4) Die Entfernung der verschiedenen Abteilungen einer Arrieregarde unter einander, bestimmt sich nach der Beschaffenheit des Terrains, und kann von 200 bis auf 400 Schritt ausgedehnt werden. Die Entfernung vom Haupttrupp hängt ebenfalls vom Terrain, wo wie von der Stärke desselben ab, und kann oft bei ganzen Armeekorps eine Stunde Weges und noch weiter betragen.
5) Hat das Detachement eine Défilé passiert, so besetzt die Arrieregarde dasselbe, und verteidigt es so lange, bis das Detachement durch ein rasches Vordringen des Feindes nichts mehr zu fürchten haben würde. Zur Nachtzeit besonders muss sich die Arrieregarde in dem ersten besten Dorfe oder anderem Défilé postieren, weil dann durch ein wohlangebrachtes Infanteriefeuer dem etwa nachfolgenden Feinde alle Lust benommen werden würde, bei der Dunkelheit ein weiteres Verfolgen zu unternehmen.
6) Wird eine Arrieregarde so heftig angegriffen, und mit so überlegener Macht zurückgeworfen, dass dadurch auch die Kolonne in Gefahr kommt mit dem Feinde engagiert zu werden, so wird diese doch Zeit genug haben, sich gehörig in Schlachtordnung zu formieren, wenn nämlich die Arrieregarde die vorgeschriebene Entfernung von der Kolonne immer gehalten hat. Erstere zieht sich dann nicht auf geradem Wege, sondern nach einer der Flanken der in Schlachtordnung stehenden Detachements zurück.
7) Sobald der Feind die Arrieregarde nicht mehr verfolgt, setzt sie sich in Kolonnen, und folgt dem Detachement in der gehörigen Entfernung. Sie ist dann als eine umgekehrte Avantgarde zu betrachten, bei welcher eben dieselben Regeln gelten, und zerfällt in den Haupttrupp, Nachtrab, Seitentrupps und Blänker des Nachtrabs; auch wird man noch, wenn es nötig ist, sowohl das Detachement als die Arrieregarde, durch Seitenpatrouillen mehr zu decken suchen.
Quelle: Rumpf, H. F.: Allgemeine Real-Encyclopädie der gesammten Kriegskunst (Berl. 1827)

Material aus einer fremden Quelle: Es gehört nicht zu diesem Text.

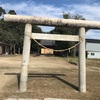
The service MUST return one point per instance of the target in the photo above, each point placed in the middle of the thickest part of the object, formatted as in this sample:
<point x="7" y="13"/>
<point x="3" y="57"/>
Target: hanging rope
<point x="62" y="50"/>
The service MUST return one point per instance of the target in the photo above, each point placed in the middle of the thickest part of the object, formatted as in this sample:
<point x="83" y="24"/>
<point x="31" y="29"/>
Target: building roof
<point x="93" y="40"/>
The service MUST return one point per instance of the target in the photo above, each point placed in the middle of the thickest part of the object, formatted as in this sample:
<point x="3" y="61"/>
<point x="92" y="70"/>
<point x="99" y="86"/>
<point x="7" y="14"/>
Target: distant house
<point x="49" y="44"/>
<point x="93" y="48"/>
<point x="4" y="48"/>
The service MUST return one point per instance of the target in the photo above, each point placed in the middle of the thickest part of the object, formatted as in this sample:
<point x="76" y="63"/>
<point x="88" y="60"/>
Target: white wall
<point x="93" y="47"/>
<point x="93" y="54"/>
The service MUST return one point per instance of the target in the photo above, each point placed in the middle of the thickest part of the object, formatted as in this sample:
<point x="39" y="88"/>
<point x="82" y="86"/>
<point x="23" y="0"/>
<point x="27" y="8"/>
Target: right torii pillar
<point x="82" y="61"/>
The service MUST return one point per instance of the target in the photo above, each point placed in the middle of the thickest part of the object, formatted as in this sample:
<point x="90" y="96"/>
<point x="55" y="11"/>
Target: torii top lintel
<point x="52" y="21"/>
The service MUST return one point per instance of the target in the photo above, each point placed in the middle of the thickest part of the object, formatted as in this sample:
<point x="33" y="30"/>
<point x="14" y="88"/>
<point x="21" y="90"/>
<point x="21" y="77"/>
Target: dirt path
<point x="48" y="76"/>
<point x="13" y="65"/>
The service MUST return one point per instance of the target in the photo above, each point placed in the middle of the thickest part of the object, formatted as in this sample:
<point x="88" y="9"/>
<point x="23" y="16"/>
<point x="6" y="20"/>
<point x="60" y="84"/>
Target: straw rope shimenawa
<point x="62" y="50"/>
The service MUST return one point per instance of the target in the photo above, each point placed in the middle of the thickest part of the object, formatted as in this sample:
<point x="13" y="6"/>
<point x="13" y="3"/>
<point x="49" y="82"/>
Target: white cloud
<point x="31" y="8"/>
<point x="93" y="34"/>
<point x="89" y="11"/>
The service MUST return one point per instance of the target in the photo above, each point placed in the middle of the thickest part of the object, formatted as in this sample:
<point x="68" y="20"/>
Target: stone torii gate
<point x="29" y="20"/>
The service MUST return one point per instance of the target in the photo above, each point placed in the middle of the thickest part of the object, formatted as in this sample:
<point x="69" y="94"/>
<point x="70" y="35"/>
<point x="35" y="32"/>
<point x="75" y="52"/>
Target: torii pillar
<point x="25" y="58"/>
<point x="82" y="61"/>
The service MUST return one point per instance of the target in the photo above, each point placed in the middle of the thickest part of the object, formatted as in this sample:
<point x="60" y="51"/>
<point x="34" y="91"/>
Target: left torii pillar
<point x="25" y="57"/>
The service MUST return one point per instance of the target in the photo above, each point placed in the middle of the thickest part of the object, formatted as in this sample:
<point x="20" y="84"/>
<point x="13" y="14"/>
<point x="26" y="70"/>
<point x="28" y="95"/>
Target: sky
<point x="89" y="9"/>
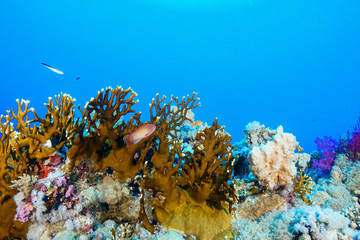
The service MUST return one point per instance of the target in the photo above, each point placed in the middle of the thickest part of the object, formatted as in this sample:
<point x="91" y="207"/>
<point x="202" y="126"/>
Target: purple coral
<point x="326" y="148"/>
<point x="350" y="144"/>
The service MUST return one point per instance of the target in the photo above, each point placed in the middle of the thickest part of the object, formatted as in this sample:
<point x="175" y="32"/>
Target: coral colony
<point x="104" y="174"/>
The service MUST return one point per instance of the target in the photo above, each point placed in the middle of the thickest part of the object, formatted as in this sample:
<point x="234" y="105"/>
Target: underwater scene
<point x="180" y="120"/>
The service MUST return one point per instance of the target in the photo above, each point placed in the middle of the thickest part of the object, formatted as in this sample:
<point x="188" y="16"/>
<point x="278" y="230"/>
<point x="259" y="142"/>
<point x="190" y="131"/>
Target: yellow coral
<point x="302" y="187"/>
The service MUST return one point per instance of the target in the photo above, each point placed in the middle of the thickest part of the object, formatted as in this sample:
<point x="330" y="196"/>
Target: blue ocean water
<point x="286" y="62"/>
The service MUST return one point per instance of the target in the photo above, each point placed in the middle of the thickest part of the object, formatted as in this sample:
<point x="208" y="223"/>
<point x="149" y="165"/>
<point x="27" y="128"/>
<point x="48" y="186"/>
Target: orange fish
<point x="196" y="123"/>
<point x="140" y="134"/>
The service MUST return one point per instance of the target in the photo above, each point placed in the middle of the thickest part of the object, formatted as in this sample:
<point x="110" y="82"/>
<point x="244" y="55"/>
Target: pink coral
<point x="23" y="214"/>
<point x="70" y="191"/>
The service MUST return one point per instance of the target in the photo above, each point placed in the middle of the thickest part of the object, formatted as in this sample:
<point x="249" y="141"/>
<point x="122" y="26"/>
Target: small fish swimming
<point x="196" y="123"/>
<point x="52" y="68"/>
<point x="140" y="134"/>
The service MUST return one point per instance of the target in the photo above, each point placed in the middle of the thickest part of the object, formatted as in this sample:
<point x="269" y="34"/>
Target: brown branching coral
<point x="8" y="227"/>
<point x="102" y="137"/>
<point x="195" y="186"/>
<point x="187" y="186"/>
<point x="23" y="147"/>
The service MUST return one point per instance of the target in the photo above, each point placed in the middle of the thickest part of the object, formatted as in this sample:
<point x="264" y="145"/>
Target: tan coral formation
<point x="273" y="162"/>
<point x="188" y="186"/>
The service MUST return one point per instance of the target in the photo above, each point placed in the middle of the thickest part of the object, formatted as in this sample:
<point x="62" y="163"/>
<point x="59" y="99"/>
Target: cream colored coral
<point x="273" y="162"/>
<point x="257" y="134"/>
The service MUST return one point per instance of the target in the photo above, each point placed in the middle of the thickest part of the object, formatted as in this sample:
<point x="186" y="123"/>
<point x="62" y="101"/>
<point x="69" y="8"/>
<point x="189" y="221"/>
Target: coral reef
<point x="273" y="162"/>
<point x="326" y="148"/>
<point x="108" y="175"/>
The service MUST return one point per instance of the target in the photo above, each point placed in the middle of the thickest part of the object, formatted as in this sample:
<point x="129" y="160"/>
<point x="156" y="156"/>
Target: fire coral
<point x="194" y="186"/>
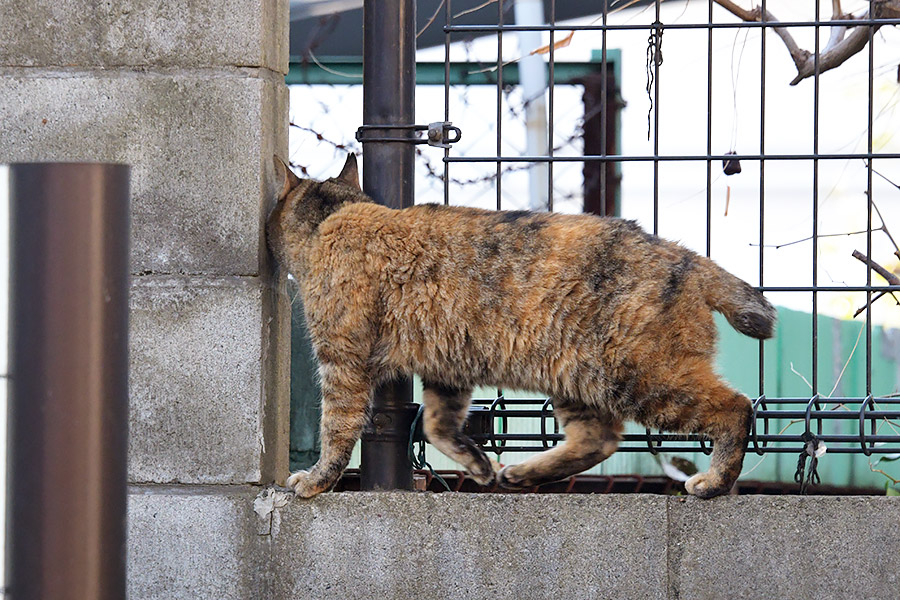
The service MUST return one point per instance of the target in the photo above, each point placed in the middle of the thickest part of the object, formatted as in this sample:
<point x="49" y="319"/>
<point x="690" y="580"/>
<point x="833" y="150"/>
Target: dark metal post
<point x="389" y="78"/>
<point x="68" y="381"/>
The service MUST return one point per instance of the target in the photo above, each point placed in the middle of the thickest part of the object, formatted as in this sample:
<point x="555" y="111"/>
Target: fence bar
<point x="389" y="77"/>
<point x="68" y="381"/>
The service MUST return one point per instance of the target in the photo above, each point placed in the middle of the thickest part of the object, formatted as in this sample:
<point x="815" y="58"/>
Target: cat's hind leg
<point x="702" y="403"/>
<point x="346" y="394"/>
<point x="445" y="413"/>
<point x="591" y="437"/>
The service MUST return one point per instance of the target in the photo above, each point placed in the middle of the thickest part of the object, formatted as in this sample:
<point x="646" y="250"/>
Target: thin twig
<point x="849" y="358"/>
<point x="475" y="9"/>
<point x="821" y="235"/>
<point x="890" y="277"/>
<point x="431" y="20"/>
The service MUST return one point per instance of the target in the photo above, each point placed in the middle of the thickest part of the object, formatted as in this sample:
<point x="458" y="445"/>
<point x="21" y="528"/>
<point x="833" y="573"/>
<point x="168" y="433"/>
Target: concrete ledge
<point x="209" y="543"/>
<point x="784" y="547"/>
<point x="193" y="543"/>
<point x="196" y="408"/>
<point x="200" y="142"/>
<point x="402" y="546"/>
<point x="135" y="33"/>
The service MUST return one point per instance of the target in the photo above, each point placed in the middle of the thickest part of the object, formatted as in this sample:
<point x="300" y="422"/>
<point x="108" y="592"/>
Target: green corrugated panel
<point x="305" y="393"/>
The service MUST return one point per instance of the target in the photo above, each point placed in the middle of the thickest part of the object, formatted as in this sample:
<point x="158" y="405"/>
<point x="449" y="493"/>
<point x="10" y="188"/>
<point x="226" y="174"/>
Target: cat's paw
<point x="706" y="485"/>
<point x="486" y="474"/>
<point x="303" y="485"/>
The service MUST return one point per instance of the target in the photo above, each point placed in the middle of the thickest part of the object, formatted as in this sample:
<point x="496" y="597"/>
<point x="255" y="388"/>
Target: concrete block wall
<point x="192" y="95"/>
<point x="414" y="546"/>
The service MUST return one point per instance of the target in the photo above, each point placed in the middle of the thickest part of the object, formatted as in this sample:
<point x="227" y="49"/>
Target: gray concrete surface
<point x="195" y="413"/>
<point x="785" y="547"/>
<point x="410" y="545"/>
<point x="135" y="32"/>
<point x="194" y="543"/>
<point x="201" y="146"/>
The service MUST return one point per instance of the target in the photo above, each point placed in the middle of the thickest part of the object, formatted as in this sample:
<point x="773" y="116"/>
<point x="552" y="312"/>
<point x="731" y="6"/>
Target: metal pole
<point x="68" y="381"/>
<point x="389" y="77"/>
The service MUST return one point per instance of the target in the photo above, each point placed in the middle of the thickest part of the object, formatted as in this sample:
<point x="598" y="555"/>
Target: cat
<point x="611" y="322"/>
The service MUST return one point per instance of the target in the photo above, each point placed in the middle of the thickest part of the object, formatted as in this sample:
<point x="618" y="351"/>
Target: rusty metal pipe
<point x="68" y="381"/>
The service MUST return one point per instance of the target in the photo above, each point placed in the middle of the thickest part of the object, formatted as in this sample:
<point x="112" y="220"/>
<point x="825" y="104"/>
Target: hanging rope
<point x="417" y="457"/>
<point x="810" y="450"/>
<point x="654" y="58"/>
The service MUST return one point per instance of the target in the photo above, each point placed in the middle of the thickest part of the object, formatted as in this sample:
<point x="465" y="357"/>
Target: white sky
<point x="789" y="128"/>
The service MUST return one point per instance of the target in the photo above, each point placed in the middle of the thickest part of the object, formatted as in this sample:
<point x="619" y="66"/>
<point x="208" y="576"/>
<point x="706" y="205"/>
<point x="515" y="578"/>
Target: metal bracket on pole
<point x="438" y="134"/>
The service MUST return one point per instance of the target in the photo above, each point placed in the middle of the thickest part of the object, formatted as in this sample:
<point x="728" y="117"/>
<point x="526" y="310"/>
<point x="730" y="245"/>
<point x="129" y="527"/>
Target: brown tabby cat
<point x="612" y="322"/>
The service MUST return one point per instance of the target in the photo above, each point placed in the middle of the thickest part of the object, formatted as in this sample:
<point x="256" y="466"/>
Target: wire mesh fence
<point x="866" y="423"/>
<point x="768" y="145"/>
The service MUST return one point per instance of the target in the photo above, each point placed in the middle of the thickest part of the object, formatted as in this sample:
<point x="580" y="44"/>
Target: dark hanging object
<point x="731" y="165"/>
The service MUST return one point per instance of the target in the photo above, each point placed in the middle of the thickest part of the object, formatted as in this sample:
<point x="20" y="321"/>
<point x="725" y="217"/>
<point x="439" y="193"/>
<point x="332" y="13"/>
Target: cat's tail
<point x="745" y="307"/>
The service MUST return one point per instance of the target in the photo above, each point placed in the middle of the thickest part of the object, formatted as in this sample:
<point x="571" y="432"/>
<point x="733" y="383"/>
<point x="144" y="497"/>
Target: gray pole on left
<point x="68" y="381"/>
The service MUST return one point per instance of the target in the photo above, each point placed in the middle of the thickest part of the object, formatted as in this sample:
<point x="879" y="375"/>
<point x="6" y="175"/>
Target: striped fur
<point x="611" y="322"/>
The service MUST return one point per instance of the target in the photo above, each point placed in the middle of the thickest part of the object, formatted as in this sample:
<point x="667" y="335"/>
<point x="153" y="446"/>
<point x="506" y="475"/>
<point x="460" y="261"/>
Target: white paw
<point x="302" y="484"/>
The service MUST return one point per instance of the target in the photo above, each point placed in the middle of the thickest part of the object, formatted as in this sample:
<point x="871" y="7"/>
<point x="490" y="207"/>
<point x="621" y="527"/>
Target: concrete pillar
<point x="192" y="95"/>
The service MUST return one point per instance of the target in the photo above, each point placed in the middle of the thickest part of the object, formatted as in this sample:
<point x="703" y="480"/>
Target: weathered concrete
<point x="200" y="145"/>
<point x="196" y="413"/>
<point x="785" y="547"/>
<point x="471" y="546"/>
<point x="208" y="543"/>
<point x="139" y="33"/>
<point x="193" y="543"/>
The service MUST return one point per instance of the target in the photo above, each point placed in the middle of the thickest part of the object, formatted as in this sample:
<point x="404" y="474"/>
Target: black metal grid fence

Arrieregarde, (franz. arrière-garde, Nachtrab, Nachhut), Abteilung einer marschierenden Truppe, die dem Gros mit bestimmtem Abstand folgt, um dasselbe beim Rückmarsch (s. Rückzug) gegen feindliche Angriffe zu sichern und ihm beim Nachdrängen des Feindes Zeit zum Einnehmen der Kampfstellung zu schaffen. Stärke und Zusammensetzung der Arrieregarde hängen von den Verhältnissen ab. Bei Arrieregarden-(Rückzugs-)gefechten handelt es sich meist um die Behauptung von Straßen und Örtlichkeiten, wobei die Mitwirkung der Artillerie wertvoll ist. Ein solches Gefecht muss zu jeder Zeit abgebrochen werden können.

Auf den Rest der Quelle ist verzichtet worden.